Pakistanis Fear Escalation of War in their Country

" ... the [CIA] plan now is to carefully eliminate pro-Pakistan Pashtun tribal leaders and leave Islamabad with a civil war and maybe a Pashtun separatism while the Americans allow themselves the right to offer peace to Mullah Omar in Afghanistan. ... "

Be wary of America
By Ahmed Quraishi
International News
November 05, 2008

So our people missed all the signs, trusted the Americans and never doubted for a second that our ally will do us in. Pakistan's political and intelligence communities woke up late, discovering sometime late last year that our American ally has been working on bringing the war to Pakistan from the start. Knowing Pakistani strategic concerns, it installed a decidedly pro-India setup in Kabul to our west while cultivating India as a check from the east. Adm. Mike Mullen is even contemplating inviting the Indian army to Afghanistan to patrol our western border.

Ever wonder why the American drones attacking Pakistan are manned by CIA and not the US military? That's because there is a plan. And the plan now is to carefully eliminate pro-Pakistan Pashtun tribal leaders and leave Islamabad with a civil war and maybe a Pashtun separatism while the Americans allow themselves the right to offer peace to Mullah Omar in Afghanistan. Maybe the CIA is upset at Pakistani military's recent successes against shadowy 'rebel mullahs' who only fight the Pakistani state and whose supplies never end.

But our troubles appear to be only starting. Bruce Riedel, who retired from the CIA in 2006 and served from 1007 to 2002 on the National Security Council, is advising Barack Obama on Pakistan.

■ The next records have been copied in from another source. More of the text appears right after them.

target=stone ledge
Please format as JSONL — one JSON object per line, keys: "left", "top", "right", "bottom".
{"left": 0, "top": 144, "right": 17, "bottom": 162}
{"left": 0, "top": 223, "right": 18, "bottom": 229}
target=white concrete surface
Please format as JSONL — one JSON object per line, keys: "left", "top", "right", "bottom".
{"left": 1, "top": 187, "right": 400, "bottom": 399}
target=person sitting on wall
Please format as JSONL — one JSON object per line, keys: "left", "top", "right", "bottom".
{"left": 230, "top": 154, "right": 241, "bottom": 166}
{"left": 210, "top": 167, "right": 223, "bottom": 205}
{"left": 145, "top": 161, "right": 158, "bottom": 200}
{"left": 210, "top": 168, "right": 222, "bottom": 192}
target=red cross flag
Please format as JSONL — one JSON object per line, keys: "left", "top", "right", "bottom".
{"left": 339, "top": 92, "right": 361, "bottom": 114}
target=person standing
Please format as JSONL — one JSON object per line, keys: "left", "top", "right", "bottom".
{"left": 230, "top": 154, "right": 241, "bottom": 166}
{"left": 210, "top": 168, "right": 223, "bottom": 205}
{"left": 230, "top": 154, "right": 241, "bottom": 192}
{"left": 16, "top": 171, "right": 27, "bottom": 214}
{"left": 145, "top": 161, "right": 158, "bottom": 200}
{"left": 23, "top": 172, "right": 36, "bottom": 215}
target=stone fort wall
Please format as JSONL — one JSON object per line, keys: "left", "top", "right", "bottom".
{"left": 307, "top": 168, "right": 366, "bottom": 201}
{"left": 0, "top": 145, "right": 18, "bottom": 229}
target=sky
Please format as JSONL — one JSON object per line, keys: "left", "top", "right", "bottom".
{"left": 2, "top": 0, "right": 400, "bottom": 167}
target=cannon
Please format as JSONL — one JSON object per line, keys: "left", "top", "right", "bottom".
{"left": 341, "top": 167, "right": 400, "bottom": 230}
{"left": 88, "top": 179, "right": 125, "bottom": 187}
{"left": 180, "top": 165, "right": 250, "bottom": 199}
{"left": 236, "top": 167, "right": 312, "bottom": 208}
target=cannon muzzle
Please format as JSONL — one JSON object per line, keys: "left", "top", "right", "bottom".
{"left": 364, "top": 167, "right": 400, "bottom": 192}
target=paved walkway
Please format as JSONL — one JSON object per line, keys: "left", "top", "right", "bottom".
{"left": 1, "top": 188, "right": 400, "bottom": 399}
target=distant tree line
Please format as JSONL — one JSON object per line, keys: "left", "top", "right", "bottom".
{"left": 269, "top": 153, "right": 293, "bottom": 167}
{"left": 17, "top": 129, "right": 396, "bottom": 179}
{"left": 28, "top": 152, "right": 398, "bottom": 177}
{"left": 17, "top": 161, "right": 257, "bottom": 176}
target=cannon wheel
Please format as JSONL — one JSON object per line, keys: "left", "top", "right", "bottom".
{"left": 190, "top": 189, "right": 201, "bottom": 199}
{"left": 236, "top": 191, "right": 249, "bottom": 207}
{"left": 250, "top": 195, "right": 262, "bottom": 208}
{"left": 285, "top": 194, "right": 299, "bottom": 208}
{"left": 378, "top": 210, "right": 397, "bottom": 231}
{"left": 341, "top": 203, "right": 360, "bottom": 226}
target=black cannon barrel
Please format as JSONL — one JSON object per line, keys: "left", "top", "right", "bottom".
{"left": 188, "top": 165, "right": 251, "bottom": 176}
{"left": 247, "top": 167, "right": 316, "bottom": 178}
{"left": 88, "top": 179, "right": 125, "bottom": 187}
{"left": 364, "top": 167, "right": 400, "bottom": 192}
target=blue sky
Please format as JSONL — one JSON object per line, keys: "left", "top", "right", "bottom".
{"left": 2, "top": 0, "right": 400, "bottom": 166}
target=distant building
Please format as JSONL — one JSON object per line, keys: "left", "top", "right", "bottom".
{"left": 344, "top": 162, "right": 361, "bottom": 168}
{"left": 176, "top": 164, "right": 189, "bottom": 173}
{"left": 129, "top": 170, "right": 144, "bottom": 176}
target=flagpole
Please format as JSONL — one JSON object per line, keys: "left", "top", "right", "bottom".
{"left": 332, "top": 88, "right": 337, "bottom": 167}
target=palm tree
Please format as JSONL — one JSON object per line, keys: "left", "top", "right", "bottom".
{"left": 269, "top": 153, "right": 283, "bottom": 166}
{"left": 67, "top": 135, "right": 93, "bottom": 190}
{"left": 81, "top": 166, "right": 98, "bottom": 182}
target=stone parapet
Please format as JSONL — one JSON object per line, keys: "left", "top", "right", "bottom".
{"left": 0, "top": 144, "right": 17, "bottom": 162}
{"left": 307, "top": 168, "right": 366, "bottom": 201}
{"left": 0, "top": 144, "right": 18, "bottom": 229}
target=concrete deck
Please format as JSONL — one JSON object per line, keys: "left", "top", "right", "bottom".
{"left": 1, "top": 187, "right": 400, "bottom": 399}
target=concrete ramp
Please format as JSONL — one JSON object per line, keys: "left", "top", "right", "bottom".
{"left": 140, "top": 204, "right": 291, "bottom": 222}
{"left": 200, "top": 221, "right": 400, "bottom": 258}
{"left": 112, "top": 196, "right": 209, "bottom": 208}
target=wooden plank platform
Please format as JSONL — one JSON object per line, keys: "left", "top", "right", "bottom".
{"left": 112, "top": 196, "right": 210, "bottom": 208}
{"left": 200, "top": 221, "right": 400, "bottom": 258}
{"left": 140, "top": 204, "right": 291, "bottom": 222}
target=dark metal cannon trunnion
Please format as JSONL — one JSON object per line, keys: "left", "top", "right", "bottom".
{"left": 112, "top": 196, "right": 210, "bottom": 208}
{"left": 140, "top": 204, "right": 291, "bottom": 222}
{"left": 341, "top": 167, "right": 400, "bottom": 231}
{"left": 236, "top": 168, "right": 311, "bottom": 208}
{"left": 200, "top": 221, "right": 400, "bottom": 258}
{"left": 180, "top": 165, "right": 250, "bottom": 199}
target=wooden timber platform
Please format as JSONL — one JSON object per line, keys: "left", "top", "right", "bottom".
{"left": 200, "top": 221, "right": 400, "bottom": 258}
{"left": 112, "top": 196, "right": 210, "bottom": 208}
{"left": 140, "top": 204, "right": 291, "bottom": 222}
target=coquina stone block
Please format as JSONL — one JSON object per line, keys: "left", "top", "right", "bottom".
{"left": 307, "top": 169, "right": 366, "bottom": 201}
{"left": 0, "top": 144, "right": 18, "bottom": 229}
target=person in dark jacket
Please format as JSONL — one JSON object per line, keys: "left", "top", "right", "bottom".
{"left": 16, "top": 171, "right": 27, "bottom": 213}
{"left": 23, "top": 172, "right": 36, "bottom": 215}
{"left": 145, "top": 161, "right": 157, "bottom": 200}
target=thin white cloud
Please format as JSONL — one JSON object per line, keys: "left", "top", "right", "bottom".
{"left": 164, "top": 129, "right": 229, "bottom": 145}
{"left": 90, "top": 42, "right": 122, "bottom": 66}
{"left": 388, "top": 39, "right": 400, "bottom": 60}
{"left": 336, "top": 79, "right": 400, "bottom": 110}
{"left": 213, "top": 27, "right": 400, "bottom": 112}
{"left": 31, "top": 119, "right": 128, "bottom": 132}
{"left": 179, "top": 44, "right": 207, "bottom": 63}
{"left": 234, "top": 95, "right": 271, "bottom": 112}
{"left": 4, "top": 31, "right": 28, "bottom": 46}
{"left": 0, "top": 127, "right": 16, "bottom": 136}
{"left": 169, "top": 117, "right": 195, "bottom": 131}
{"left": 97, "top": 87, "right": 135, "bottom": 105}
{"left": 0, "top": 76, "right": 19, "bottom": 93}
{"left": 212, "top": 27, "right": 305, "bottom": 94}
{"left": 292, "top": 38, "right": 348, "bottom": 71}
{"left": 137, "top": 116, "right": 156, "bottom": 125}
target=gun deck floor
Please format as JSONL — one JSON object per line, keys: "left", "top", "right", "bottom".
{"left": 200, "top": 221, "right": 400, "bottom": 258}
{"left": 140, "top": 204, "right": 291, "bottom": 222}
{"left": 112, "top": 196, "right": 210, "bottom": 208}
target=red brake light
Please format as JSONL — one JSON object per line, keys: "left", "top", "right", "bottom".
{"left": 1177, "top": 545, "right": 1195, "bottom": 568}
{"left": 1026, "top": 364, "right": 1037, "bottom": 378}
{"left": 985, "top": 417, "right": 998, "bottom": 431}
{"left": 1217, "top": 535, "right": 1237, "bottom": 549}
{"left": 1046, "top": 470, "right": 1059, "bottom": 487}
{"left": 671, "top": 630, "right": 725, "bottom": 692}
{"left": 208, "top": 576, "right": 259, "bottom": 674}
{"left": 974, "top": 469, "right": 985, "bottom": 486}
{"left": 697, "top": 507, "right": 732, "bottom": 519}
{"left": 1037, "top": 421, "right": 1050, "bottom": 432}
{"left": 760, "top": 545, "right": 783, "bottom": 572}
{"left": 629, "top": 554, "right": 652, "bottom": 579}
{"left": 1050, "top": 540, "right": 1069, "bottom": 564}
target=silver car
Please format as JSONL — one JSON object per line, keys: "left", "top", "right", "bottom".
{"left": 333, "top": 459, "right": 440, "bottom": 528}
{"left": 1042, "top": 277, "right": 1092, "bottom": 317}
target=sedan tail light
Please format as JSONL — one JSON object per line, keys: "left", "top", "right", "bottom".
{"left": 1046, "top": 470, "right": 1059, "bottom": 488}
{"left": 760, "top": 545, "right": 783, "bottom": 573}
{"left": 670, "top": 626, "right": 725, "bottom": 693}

Even some Americans are alarmed at the ideas of Mr. Obama's pointman on Pakistan.

No matter how harsh the political polarization in Washington, everyone seems to be on board on Pakistan: denuclearizing the country, forcing the Pakistani army to forget about Indian water blocking and Kashmir and restructure the army to fight insurgents and buy only those weapons that serve this purpose.

Mr Obama is impressed with his adviser's ideas. Over the weekend he picked another longtime Riedel theme: that resolving Kashmir is essential to fighting terrorism. But before someone in Islamabad gets excited about this, Mr Riedel – and now his boss – are basically talking about ending Pakistan's excuse of the lingering dispute of Kashmir which stands in the way of accepting Washington's desire to see India walk all over Pakistan, open direct trade links to Afghanistan and central Asia and play a major role in securing Afghanistan and the region in the face of Russian and Chinese influence.

To face the expected escalation in the US war 'expansion' plans after the presidential election, Pakistan needs to start talking. And it needs to do this now. While Washington has the benefit of a loud and noisy media to convey its interest and expectations, Islamabad continues to be shy about speaking publicly and bluntly about what it wants. Pakistan is not sufficiently defending at a high level, that of President or Prime Minister, its right to protect its interests. Influential policy advisers like Mr Riedel are effectively undermining Pakistan by portraying its policy as being obsessed with India. What both he and Pakistani officials are failing to highlight is that Pakistan has its own vision for peace in the region that includes Pakistan's own interests. The Pakistani interest does not match that of Washington and New Delhi when it comes antagonizing Russia and China. Pakistan's interest is also undermined by US support for warlords and officials in the Karzai government who are too close to New Delhi and hostile toward Pakistan. And above all, our threat perception toward India is proving correct with the Indian blockade of Pakistani water flowing from Indian-controlled areas of Kashmir and the evidence that Washington is quite aware of now about Indian involvement in terrorism in southwest Pakistan.

Islamabad should tell Washington publicly and openly that Pakistan's military orientation is its own prerogative.